Pour les 50 à 69 ans, l’hypertension artérielle systolique était le principal risque, suivi du tabagisme, de l’hyperglycémie, de l’IMC élevé, du cholestérol LDL élevé et du dysfonctionnement rénal.

De 2010 à 2023, les taux d’AVCI liés aux blessures ont diminué de 16 % au cours de la même période.

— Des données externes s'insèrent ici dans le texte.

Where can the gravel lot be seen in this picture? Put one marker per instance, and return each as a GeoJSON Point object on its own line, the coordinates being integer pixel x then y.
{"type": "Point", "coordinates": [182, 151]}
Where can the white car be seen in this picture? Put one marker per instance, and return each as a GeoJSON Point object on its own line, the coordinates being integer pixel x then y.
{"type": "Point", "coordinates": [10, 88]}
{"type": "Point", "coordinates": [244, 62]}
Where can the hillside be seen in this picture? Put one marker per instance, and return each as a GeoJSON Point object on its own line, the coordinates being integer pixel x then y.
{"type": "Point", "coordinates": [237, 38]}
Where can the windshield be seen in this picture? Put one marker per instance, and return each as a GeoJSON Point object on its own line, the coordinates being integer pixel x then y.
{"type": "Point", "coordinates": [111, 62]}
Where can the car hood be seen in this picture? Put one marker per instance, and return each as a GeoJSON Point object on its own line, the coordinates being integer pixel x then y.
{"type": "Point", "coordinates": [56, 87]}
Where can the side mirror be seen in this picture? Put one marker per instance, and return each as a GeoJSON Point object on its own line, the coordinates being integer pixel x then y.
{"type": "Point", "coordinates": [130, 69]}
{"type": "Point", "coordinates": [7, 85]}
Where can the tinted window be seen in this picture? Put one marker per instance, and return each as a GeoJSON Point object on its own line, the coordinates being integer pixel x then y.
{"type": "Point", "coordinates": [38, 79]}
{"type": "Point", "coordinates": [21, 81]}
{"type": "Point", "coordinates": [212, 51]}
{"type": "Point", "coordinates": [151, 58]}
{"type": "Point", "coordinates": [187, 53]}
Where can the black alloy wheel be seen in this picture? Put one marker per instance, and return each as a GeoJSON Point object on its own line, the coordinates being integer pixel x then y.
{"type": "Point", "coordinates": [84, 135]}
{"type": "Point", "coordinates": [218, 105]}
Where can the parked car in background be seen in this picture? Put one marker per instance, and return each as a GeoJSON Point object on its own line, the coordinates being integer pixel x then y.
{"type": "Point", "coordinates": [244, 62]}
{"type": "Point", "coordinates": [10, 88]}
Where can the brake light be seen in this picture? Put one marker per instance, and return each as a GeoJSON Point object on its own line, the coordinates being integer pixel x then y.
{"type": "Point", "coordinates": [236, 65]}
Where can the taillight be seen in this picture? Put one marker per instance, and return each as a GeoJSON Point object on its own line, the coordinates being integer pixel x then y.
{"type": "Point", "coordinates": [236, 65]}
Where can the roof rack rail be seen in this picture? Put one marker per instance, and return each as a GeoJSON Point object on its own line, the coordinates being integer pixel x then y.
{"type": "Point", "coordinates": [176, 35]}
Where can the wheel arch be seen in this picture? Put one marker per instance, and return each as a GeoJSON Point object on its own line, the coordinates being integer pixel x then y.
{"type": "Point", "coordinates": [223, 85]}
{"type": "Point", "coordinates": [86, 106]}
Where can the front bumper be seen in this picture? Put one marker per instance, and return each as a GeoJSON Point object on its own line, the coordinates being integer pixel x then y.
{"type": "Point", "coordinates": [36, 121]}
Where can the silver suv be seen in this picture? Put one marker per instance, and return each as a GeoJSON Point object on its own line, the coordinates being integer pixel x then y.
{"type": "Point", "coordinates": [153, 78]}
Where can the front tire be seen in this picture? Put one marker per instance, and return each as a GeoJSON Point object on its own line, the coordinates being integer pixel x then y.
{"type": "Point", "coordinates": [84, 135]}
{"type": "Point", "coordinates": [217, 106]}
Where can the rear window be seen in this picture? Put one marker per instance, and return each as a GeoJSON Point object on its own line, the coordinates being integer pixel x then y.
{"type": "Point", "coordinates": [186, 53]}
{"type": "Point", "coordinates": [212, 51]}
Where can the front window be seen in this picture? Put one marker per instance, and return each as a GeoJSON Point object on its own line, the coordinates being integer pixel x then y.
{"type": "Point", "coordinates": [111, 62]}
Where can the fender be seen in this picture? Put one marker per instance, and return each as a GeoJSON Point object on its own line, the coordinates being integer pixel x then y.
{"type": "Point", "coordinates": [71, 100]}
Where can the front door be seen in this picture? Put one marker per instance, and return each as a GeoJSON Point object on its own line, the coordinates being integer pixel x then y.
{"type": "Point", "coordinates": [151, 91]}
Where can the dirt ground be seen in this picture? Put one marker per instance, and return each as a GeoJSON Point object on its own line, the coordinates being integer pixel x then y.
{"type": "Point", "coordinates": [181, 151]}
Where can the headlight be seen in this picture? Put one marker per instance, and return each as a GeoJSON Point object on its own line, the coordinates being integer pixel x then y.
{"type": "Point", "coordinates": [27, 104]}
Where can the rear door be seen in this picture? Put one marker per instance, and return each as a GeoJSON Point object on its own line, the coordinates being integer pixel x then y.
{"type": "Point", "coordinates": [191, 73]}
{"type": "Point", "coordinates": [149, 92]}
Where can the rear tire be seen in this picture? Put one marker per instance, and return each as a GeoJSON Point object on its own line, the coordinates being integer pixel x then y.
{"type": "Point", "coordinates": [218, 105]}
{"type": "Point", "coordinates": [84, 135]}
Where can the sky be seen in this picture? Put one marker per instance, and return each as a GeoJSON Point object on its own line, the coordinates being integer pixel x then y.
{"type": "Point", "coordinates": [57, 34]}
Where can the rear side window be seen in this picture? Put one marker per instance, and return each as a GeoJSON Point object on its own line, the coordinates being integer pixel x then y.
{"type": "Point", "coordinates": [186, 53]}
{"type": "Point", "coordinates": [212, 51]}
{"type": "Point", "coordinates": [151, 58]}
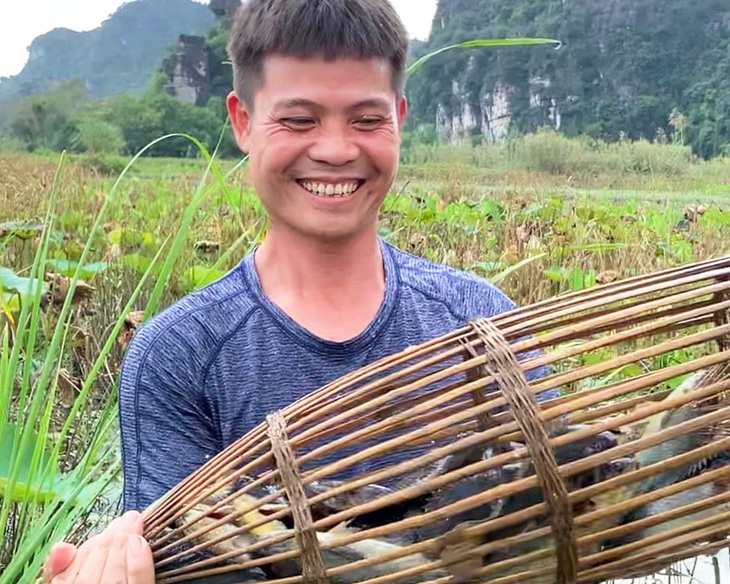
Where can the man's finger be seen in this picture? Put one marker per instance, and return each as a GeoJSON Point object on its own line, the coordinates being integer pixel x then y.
{"type": "Point", "coordinates": [59, 558]}
{"type": "Point", "coordinates": [90, 558]}
{"type": "Point", "coordinates": [140, 565]}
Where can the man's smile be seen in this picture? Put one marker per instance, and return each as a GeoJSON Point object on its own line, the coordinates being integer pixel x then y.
{"type": "Point", "coordinates": [331, 189]}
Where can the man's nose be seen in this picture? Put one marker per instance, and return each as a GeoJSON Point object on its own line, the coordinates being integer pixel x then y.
{"type": "Point", "coordinates": [335, 146]}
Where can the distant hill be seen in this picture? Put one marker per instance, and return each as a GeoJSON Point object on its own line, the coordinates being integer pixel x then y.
{"type": "Point", "coordinates": [636, 68]}
{"type": "Point", "coordinates": [121, 55]}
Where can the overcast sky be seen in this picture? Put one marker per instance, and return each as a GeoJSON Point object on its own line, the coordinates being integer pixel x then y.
{"type": "Point", "coordinates": [21, 21]}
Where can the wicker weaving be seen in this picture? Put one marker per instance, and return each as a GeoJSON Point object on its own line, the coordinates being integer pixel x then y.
{"type": "Point", "coordinates": [439, 464]}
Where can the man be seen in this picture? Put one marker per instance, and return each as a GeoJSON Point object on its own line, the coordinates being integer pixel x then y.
{"type": "Point", "coordinates": [318, 106]}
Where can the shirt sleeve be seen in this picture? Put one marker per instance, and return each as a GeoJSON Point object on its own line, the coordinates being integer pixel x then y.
{"type": "Point", "coordinates": [166, 425]}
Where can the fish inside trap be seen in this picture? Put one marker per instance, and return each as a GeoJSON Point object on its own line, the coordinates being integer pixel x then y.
{"type": "Point", "coordinates": [611, 480]}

Le fardeau des blessures était plus élevé chez les hommes, en particulier chez les enfants plus âgés et les jeunes adultes âgés de 10 à 24 ans, représentant plus du double du nombre total d’AVCI par rapport à celui des femmes.

L’étude GBD 2023 souligne la nécessité urgente pour les décideurs politiques d’élargir les priorités en matière de santé au-delà de la réduction de la mortalité infantile pour inclure les adolescents et les jeunes adultes, en particulier dans les zones où les taux de mortalité sont plus élevés que ceux connus auparavant.

« Des décennies de travail visant à combler l’écart dans les régions à faible revenu où règnent des inégalités persistantes en matière de santé risquent de s’effondrer en raison des récentes coupes dans l’aide internationale », a déclaré Emmanuela Gakidou, auteure principale et professeure à l’IHME. « Ces pays dépendent du financement mondial de la santé pour les soins primaires, les médicaments et les vaccins qui sauvent des vies. Sans cela, l’écart ne manquera pas de se creuser. »

Les estimations GBD sont également disponibles dans divers outils interactifs de visualisation de données, notamment GBD Compare et GBD Results.